PE tanısında toraks BT anjiyografisine ek olarak BT venografisinin rolü tartışma konusu olmuştur. PIOPED II çalışmasında, BT venografisi ile birlikte uygulanan toraks BT anjiyografinin duyarlılığı % 90, tek başına BT anjiyografinin duyarlılığı ise % 83 bulunmuştur. (122). Buna karşılık, NPD’deki artışın yalnızca % 2 olmasının da (% 95’e karşılık % 97) yansıttığı gibi, BT venografisine bağlı net kazanç orta derecelidir (referans tanısı olan 824 hasta içinde, ek olarak PE’li 14 hastanın saptanması).

Klinik değerlendirme ile birlikte BT venografi, tek başına toraks BT ile karşılaştırıldığında, anlamlı ölçüde farklı prediktif değerler vermemiştir. Yukarıda ele alınan sonlanım çalışmalarının sonuçları da, BT venografi eklenmesinin klinik açıdan yararlı olmadığı yorumunu tamamlamaktadır (108, 122). Ayrıca BT venografi, inceleme sırasında maruz kalınan genel radyasyon düzeyini (özellikle de pelvis düzeyinde) anlamlı derecede artırmaktadır. Pelvisin aldığı radyasyona yönelik tahminler, kullanılan özgül BT venografi protokolüne göre önemli ölçüde değişmektedir TDBT kullanılan bir çalışmada, hesaplanan radyasyon dozu göğüs bölgesi için 2.2 mSv, pelvis için 2.5 mSv (146)olup, V/Q sintigrafisindeki radyasyon dozunun iki katıdır. BT venografisinde gonadların aldığı doz, tek başına BT arteriyografide alınan dozun iki katıdır. İlginç olarak, PIOPED II çalışmasından 711 hastanın oluşturduğu, hem venöz ultrasonografi hem de BT venografi yapılmış olan bir alt grubun analizinde, bu testler arasında % 95.5 oranında uyum olduğu saptanmıştır. (108)

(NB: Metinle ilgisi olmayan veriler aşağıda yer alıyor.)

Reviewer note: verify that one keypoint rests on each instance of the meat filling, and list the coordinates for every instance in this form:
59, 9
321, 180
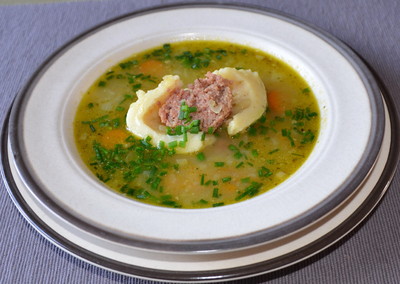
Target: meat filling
211, 96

Ayrıca, DVT belirti ve bulguları olan hastalarda DVT olma olasılığı sekiz kat yüksektir ve geçirilmiş DVT öyüksü olan hastalarda pozitif bulgu saptanma olasılığının iki kat fazla olduğu saptanmıştır. Bu nedenle, endikasyon olduğunda, BT venografi

28

yerine ultrasonografi kullanılmalıdır. Bir diğer tartışmalı alan da, izole segmental PE’nin, yani ÇDBT’de tek bir subsegmental pıhtı bulunmasının klinik önemlidir ki bu durum, PE şüphesi olup ÇDBT yapılan hastaların % 1-5’inde söz konusudur (139, 147, 148). Gerçekten de, böyle bir bulgunun PPD’si düşüktür ve sonlanım çalışmalarının sonuçları, antikoagulan tedavisi uygulanmayan bu tür hastalar da durumun olaysız seyredebileceğini düşündürmektedir.

Bu durum da, hastada tedavi uygulanmasını gerektirecek DVT bulunmadığından emin olmak açısından, KUS’un karar vermeye yardımcı bir rolü olabilir. DVT olmayan, izole subsegmental PE olan bir hastada, kanıt eksikliği nedeniyle kesin bir tavsiyede bulunulamamaktadır.